Depuis 10 ans on observe une forte augmentation des performances des batteries en même temps qu’une forte diminution des couts et cela va continuer. La durée de vie, elle, dépend surtout du type de technologie (phosphate, manganèse-phosphate), de son utilisation, de son cycle.

Les batteries de voitures actuelles sont garanties en moyenne 8 ans en première vie, c’est-à-dire jusqu’à ce que la charge initiale diminue de 70%. Les batteries peuvent également resservir pour d’autres utilisations. C’est là qu’il faut trouver le bon modèle économique et la bonne application pour ces deuxièmes vies car le nombre de batteries à recycler va mécaniquement augmenter dans les prochaines années.

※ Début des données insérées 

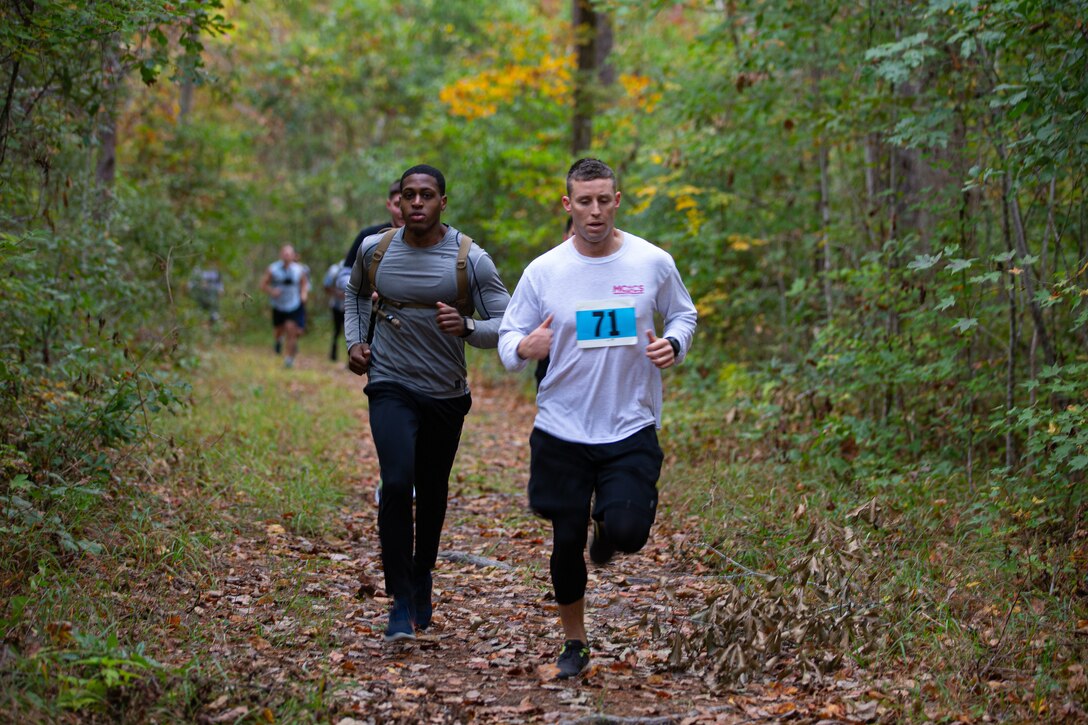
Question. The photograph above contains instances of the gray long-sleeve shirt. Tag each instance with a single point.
(417, 354)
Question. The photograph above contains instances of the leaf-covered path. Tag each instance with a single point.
(490, 655)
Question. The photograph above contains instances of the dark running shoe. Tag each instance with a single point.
(422, 599)
(601, 549)
(573, 659)
(402, 622)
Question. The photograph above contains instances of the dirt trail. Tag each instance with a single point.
(490, 655)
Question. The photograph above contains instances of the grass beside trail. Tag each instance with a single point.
(98, 635)
(965, 607)
(972, 598)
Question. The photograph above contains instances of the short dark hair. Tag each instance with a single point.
(588, 170)
(430, 171)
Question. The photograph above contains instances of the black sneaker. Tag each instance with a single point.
(422, 599)
(402, 622)
(573, 659)
(601, 549)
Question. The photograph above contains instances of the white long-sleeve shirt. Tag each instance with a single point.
(601, 386)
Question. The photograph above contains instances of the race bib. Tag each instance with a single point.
(606, 323)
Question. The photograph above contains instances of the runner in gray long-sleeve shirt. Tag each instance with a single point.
(417, 386)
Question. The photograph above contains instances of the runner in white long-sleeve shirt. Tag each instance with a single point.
(590, 304)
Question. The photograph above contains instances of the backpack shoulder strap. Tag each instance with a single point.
(375, 259)
(464, 302)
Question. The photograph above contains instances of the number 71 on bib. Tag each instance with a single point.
(606, 323)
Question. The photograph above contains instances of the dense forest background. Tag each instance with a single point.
(879, 209)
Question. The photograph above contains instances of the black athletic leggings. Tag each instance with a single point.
(337, 331)
(563, 478)
(417, 439)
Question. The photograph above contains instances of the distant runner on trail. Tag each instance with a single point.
(590, 304)
(287, 284)
(411, 345)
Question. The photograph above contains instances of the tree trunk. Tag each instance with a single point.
(593, 41)
(107, 131)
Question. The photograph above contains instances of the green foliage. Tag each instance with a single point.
(76, 386)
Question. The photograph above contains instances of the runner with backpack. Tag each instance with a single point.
(409, 310)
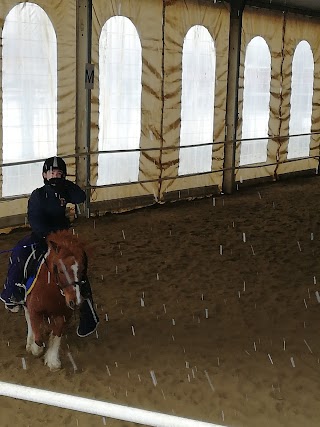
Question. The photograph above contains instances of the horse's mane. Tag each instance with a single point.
(67, 240)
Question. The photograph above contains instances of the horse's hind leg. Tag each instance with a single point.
(32, 346)
(51, 357)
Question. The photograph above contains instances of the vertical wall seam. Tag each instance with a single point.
(162, 99)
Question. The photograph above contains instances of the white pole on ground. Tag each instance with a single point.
(97, 407)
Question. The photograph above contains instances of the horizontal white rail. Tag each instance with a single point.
(97, 407)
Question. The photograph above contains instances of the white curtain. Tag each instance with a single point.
(301, 100)
(256, 98)
(120, 68)
(29, 82)
(197, 101)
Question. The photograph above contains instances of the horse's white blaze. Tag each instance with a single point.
(75, 268)
(51, 357)
(65, 271)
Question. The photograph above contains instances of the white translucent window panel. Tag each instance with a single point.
(301, 100)
(29, 82)
(256, 99)
(197, 101)
(120, 67)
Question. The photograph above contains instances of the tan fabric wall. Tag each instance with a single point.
(282, 33)
(147, 19)
(163, 131)
(62, 14)
(268, 25)
(298, 29)
(180, 16)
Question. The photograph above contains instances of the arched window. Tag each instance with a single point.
(301, 100)
(120, 67)
(197, 101)
(256, 98)
(29, 82)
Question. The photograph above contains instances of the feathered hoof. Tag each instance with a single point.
(35, 349)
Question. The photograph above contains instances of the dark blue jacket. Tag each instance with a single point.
(47, 207)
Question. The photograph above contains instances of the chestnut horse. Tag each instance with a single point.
(55, 293)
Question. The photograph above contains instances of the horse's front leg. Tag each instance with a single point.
(51, 357)
(34, 334)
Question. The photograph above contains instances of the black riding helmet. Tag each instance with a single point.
(54, 163)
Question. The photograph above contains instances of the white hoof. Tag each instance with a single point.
(34, 349)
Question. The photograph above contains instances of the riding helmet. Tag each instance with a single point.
(55, 163)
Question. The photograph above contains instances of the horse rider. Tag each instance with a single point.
(46, 214)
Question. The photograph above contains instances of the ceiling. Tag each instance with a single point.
(295, 4)
(306, 7)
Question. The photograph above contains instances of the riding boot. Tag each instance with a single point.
(89, 319)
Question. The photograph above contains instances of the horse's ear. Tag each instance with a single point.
(54, 246)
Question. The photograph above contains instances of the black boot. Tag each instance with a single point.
(89, 319)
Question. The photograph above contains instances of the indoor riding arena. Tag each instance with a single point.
(193, 126)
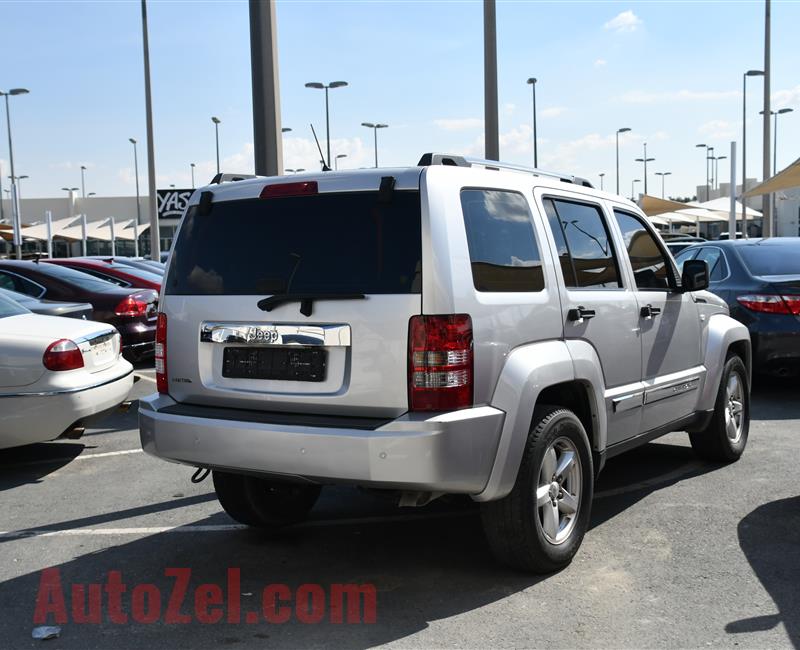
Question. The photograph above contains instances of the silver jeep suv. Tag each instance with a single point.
(458, 327)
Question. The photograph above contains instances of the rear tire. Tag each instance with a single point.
(262, 503)
(725, 437)
(540, 524)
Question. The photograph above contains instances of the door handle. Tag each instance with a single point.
(648, 311)
(579, 314)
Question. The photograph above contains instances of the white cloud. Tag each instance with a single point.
(552, 111)
(626, 21)
(459, 124)
(644, 97)
(719, 129)
(786, 98)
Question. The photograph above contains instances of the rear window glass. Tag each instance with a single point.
(502, 245)
(772, 259)
(322, 244)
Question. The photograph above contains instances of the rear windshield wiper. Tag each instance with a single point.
(306, 300)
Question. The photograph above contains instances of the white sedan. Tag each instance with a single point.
(56, 374)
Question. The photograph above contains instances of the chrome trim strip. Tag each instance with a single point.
(67, 391)
(628, 402)
(272, 334)
(671, 390)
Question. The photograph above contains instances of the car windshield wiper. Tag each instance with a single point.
(306, 300)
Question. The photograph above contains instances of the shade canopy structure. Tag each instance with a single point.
(784, 180)
(59, 228)
(723, 205)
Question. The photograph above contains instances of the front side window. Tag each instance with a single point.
(502, 245)
(717, 266)
(651, 268)
(584, 245)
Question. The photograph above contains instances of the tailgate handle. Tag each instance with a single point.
(269, 334)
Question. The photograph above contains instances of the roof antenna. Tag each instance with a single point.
(325, 167)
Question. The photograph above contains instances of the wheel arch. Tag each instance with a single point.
(540, 373)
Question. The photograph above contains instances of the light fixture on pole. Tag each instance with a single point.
(749, 73)
(326, 87)
(216, 122)
(644, 161)
(633, 188)
(17, 223)
(138, 206)
(622, 130)
(781, 111)
(532, 82)
(708, 189)
(663, 176)
(716, 167)
(375, 128)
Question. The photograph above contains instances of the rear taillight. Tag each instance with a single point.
(161, 353)
(440, 362)
(770, 304)
(131, 306)
(62, 355)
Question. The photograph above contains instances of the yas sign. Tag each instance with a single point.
(172, 203)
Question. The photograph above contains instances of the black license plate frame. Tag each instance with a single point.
(288, 363)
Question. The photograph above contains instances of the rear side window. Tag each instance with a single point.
(584, 246)
(651, 269)
(321, 244)
(502, 245)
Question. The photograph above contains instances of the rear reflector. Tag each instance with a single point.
(62, 355)
(161, 354)
(279, 190)
(440, 362)
(770, 304)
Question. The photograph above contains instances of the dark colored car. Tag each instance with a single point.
(132, 311)
(760, 281)
(47, 307)
(119, 274)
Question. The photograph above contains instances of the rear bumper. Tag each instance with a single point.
(449, 452)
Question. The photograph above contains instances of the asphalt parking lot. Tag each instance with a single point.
(680, 553)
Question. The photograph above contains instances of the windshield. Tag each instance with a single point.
(321, 244)
(82, 280)
(9, 307)
(772, 259)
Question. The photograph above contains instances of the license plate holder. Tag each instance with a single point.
(289, 363)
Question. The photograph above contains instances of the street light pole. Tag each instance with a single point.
(532, 82)
(633, 190)
(14, 198)
(375, 128)
(749, 73)
(320, 86)
(645, 160)
(663, 176)
(216, 122)
(622, 130)
(138, 206)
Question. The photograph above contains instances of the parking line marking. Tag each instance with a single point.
(50, 461)
(215, 528)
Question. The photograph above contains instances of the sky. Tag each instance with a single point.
(669, 71)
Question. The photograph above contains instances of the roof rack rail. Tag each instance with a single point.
(224, 178)
(462, 161)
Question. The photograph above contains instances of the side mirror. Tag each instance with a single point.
(694, 276)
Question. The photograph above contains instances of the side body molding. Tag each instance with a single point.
(528, 370)
(722, 331)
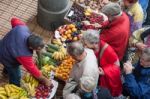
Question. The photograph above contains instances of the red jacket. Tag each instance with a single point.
(116, 34)
(112, 75)
(27, 61)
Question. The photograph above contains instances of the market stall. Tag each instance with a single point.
(54, 62)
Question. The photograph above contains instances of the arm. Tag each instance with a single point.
(70, 84)
(135, 88)
(29, 64)
(16, 22)
(145, 34)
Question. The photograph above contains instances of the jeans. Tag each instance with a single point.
(14, 74)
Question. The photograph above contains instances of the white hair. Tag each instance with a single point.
(75, 48)
(72, 96)
(91, 36)
(88, 83)
(112, 9)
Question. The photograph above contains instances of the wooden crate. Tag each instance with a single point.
(70, 12)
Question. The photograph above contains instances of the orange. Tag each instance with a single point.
(75, 38)
(72, 26)
(69, 31)
(66, 32)
(74, 29)
(68, 35)
(65, 37)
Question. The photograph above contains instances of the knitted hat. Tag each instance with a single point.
(112, 9)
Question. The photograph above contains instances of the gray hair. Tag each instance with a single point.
(72, 96)
(112, 9)
(91, 36)
(146, 51)
(75, 48)
(88, 83)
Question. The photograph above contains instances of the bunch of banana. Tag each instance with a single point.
(47, 69)
(10, 91)
(60, 55)
(30, 88)
(57, 42)
(30, 79)
(29, 83)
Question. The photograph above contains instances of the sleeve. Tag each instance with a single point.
(135, 88)
(136, 37)
(16, 22)
(69, 87)
(145, 34)
(71, 84)
(29, 64)
(105, 36)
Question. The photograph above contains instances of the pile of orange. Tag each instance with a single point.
(63, 70)
(67, 31)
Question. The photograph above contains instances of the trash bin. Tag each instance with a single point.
(51, 13)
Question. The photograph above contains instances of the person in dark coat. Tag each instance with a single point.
(16, 49)
(88, 90)
(137, 81)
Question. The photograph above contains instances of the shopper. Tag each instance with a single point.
(88, 90)
(108, 62)
(135, 13)
(116, 32)
(137, 78)
(16, 49)
(85, 66)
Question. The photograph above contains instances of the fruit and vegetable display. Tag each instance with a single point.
(93, 4)
(56, 52)
(75, 14)
(85, 18)
(93, 20)
(68, 33)
(29, 83)
(46, 70)
(43, 92)
(10, 91)
(63, 70)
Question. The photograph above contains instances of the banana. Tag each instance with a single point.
(2, 88)
(17, 89)
(7, 90)
(3, 96)
(24, 97)
(11, 88)
(3, 92)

La chaîne de recyclage en est encore à ses débuts. Des acteurs européens comme le SNAM, Unicor ou BASF s’y sont lancés et c’est un marché en plein essor qui va de pair avec le projet européen de développer l’économie circulaire.

Le mot du président

Les Européens ont pu être un peu déçus ces derniers temps avec un discours sur l’impuissance du continent, de son déclin, de la montée des concurrents étrangers, etc. Le développement de cette industrie européenne des batteries est donc enthousiasmant et surtout une opportunité à saisir car c’est un domaine déterminant pour l’avenir autant écologique qu’économique. L’Europe a une carte à jouer dans ce secteur.